I’m probably looking at it from totally the wrong angle, but all I know is that it annoyed the hell out of me because it was so painfully unresearched and without detail. There is actually no way to tell whether “Mohammed” (whose name is not mentioned at any point in the film - it’s the credits that say that was his name) was caught in Afghanistan or in Iraq. All the summaries and reviews I’ve come across say Afghanistan, but one of the American pilots in the film mention that “Mohammed” is “the jack of clubs” or some other important card in the US military playing cards, which would suggest the man was caught in Iraq (that would also explain why the American interrogator tries to speak to “Mohammed” in Arabic, “Mohammed” for his part doesn’t speak in the film at all, so we have no idea what language he speaks). On the other hand, when “Mohammed” starts to have hallucinations from lack of food, cold, pain etc. he sees a woman covered in blue and I think they meant the blue cloth to be a burqa (that shade of blue is the standard colour of a burqa in Afghanistan, although what they used was most certainly not a burqa :]). In Iraq women were never required to wear burqas AFAIK.

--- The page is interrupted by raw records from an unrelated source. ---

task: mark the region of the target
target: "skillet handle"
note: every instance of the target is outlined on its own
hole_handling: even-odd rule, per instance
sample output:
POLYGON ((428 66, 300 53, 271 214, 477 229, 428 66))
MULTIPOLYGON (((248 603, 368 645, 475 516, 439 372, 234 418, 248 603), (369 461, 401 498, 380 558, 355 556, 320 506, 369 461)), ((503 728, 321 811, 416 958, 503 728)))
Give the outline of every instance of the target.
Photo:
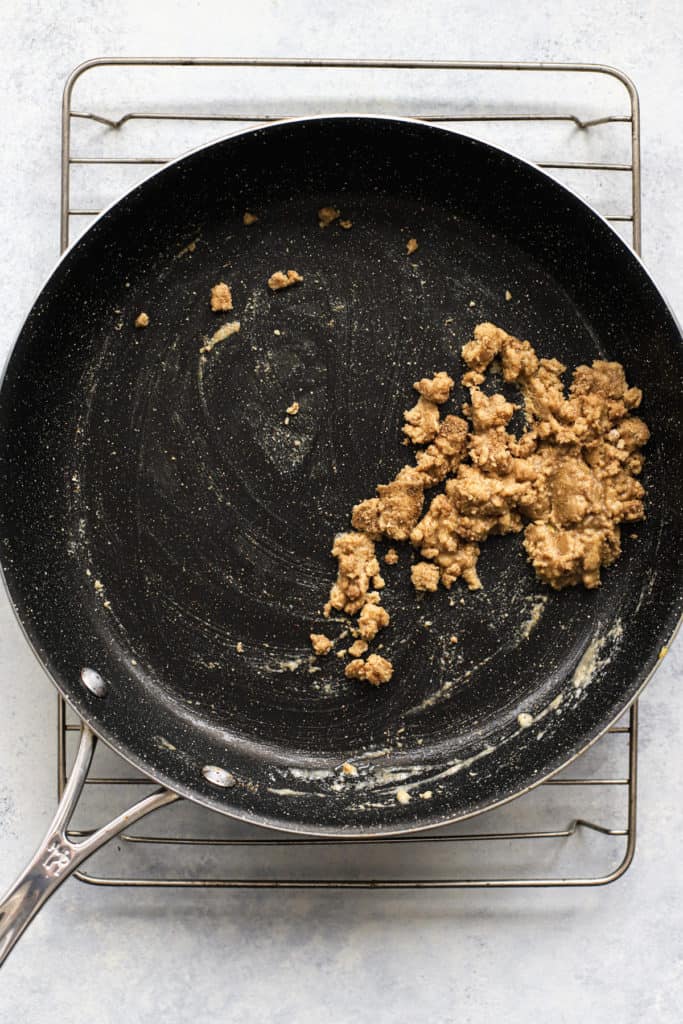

Clearly, for Skolimowski, it is completely unimportant what this man’s nationality is or what his ideals are. Other than him having a beard and having been caught in a Muslim country (although I’m not entirely sure on that point ;-P), there are no signs that he is in fact Muslim. For one thing, we don’t see “Mohammed” praying even once - even when he’s at his most desperate and frustrated.
The realities on the American side of things don’t seem important to Skolimowski either. The US military is shown in a very stereotypical way. I found it laughable how “Mohammed” is subjected to water-boarding almost instantly after he’s captured. AFAIK, water-boarding hasn’t been used all that much in the war on terror. There are relatively few prisoners who have reported its usage. Sleep deprivation, stress positions and slapping prisoners around are way more common apparently.
And even if a van transporting prisoners had an accident (as portrayed in the film), the escape of a prisoner would be very unlikely and certainly not possible in the way the film portrays it. According to prisoner accounts, when terror suspects are transported by the US military, they are hooded, have ear plugs inserted and are chained in such a way that they can’t even stand up. If “Mohammed” were transported in accordance with protocol then he would not have been able to escape in the way the film shows it.
I suppose this is a crappy review cause it’s not really about the film, but just me complaining about how the details don’t add up :] It’s pretty clear the film was not meant to show accurate details, so I’m judging it on something it never aspired to be. The thing is, I just don’t get why somebody would want to make a “fairytale” (which is the word Skolimowski used to describe it in a Polish interview) on this particular topic. If you want to make a fairytale about a man trying to survive in the wilderness, in a place he knows nothing about, then why set it in the reality of the war on terror and then pay no attention to getting the details of that reality right? It makes absolutely no sense to me.